Das Ersuchen darf nicht abgelehnt werden.
Das Ersuchen eines nicht im Instanzenzuge vorgesetzten Gerichts isd jedoch abzulehnen, wenn dem ersuchten Gerichte die örtliche Zuständigkeit mangelt, oder die vorzunehmende Handlung nach dem Rechte des ersuchten Berichts verboten ist.

§. 160.

Wird das Ersuchen abgelehnt, oder wird der Vorschrift des §. 159 Abs. 2 zuwider dem Ersuchen stattgegeben, so entscheidet das Oberlandesgericht, zu dessen Bezirke das ersuchte Gericht gehört. Eine Anfechtung dieser Entscheidung findet nur statt, wenn dieselbe die Rechtshülfe für unzulässig erklärt, und das ersuchende und das ersuchte Gericht den Bezirken verschiedener Oberlandesgerichte angehören. Ueber die Beschwerde entscheidet das Reichsgericht.
Die Entscheidungen erfolgen auf Antrag der Betheiligten oder des ersuchenden Gerichts ohne vorgängige mündliche Verhandlung.

§. 161.

Die Herbeiführung der zum Zwecke von Vollstreckungen, Ladungen und Zustellungen erforderlichen Handlungen erfolgt nach Vorschrift der Prozeßordnungen ohne Rücksicht darauf, ob die Handlungen in dem Bundesstaate, welchem das Prozeßgericht angehört, oder in einem anderen Bundesstaate vorzunehmen sind.

§. 162.

Gerichte, Staatsanwaltschaften und Gerichtsschreiber können wegen Erteilung eines Auftrags an einen Gerichtsvollzieher die Mitwirkung des Gerichtsschreibers des Amtsgerichts in Anspruch nehmen, in dessen Bezirke der Auftrag ausgeführt werden soll.

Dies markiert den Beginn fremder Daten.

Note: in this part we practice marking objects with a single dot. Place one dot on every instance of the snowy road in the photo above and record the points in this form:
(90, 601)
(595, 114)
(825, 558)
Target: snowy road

Der von dem Gerichtsschreiber beauftragte Gerichtsvollzieher gilt als unmittelbar beauftragt.

§.163.

Eine Freiheitsstrafe, welche die Dauer von sechs Wochen nicht übersteigt, ist in demjenigen Bundesstaate zu vollstrecken, in welchem der Verurtheilte sich befindet.

§. 164.

Soll eine Freiheitsstrafe in dem Bezirke eines anderen Gerichts vollstreckt oder ein in dem Bezirke eines anderen Gerichts befindlicher Verurtheilter zum Zwecke der Strafverbüßung ergriffen und abgeliefert werden, so ist die Staatsanwaltschaft bei dem Landgerichte des Bezirks um die Ausführung zu ersuchen.

§. 165.

Im Falle der Rechtshülfe unter den Behörden verschiedener Bundesstaaten sind die baaren Auslagen, welche durch eine Ablieferung oder Strafvollstreckung entstehen, der ersuchten Behörde von der ersuchenden zu erstatten.
Im übrigen werden Kosten der Rechtshülfe von der ersuchenden Behörde nicht erstattet.
Ist eine zahlungspflichtige Partei vorhanden, so sind die Kosten von derselben durch die ersuchende Behörde einzuziehen und der eingezogene Betrag der ersuchten Behörde zu übersenden.
Stempel-, Einregistrirungsgebühren oder andere öffentliche Abgaben, welchen die von der ersuchenden Behörde übersendeten Schriftstücke (Urkunden, Protokolle) nach dem Rechte der ersuchten Behörde unterliegen, bleiben außer Ansatz.

§. 166.

Für die Höhe der den geladenen Zeugen und Sachverständigen gebührenden Beträge sind die Bestimmungen maßgebend, welche bei dem Gerichte gelten, vor welches die Ladung erfolgt.
Sind die Beträge nach dem Rechte des Aufenthaltsorts der geladenen Personen höher, so können die höheren Beträge gefordert werden.
Bei weiterer Entfernung des Aufenthaltsorts der geladenen Personen ist denselben auf Antrag ein Vorschuß zu bewilligen.

§. 167.

Ein Gericht darf Amtshandlungen außerhalb seines Bezirks ohne Zustimmung des Amtsgerichts des Orts nur vornehmen, wenn Gefahr im Verzuge obwaltet. In diesem Falle ist dem Amtsgerichte des Orts Anzeige zu machen.

§. 168.

Die Sicherheitsbeamten eines Bundesstaates sind ermächtigt, die Verfolgung eines Flüchtigen auf das Gebiet eines anderen Bundesstaates fortzusetzen und den Flüchtigen daselbst zu ergreifen.
Der Ergriffene ist unverzüglich an das nächste Gericht oder die nächste Polizeibehörde des Bundesstaates, in welchem er ergriffen wurde, abzuführen.

§. 169.

Die in einem Bundesstaate bestehenden Vorschriften über die Mittheilung von Akten einer öffentlichen Behörde an ein Gericht dieses Bundesstaates kommen auch dann zur Anwendung, wenn das ersuchende Gericht einem anderen Bundesstaate angehört.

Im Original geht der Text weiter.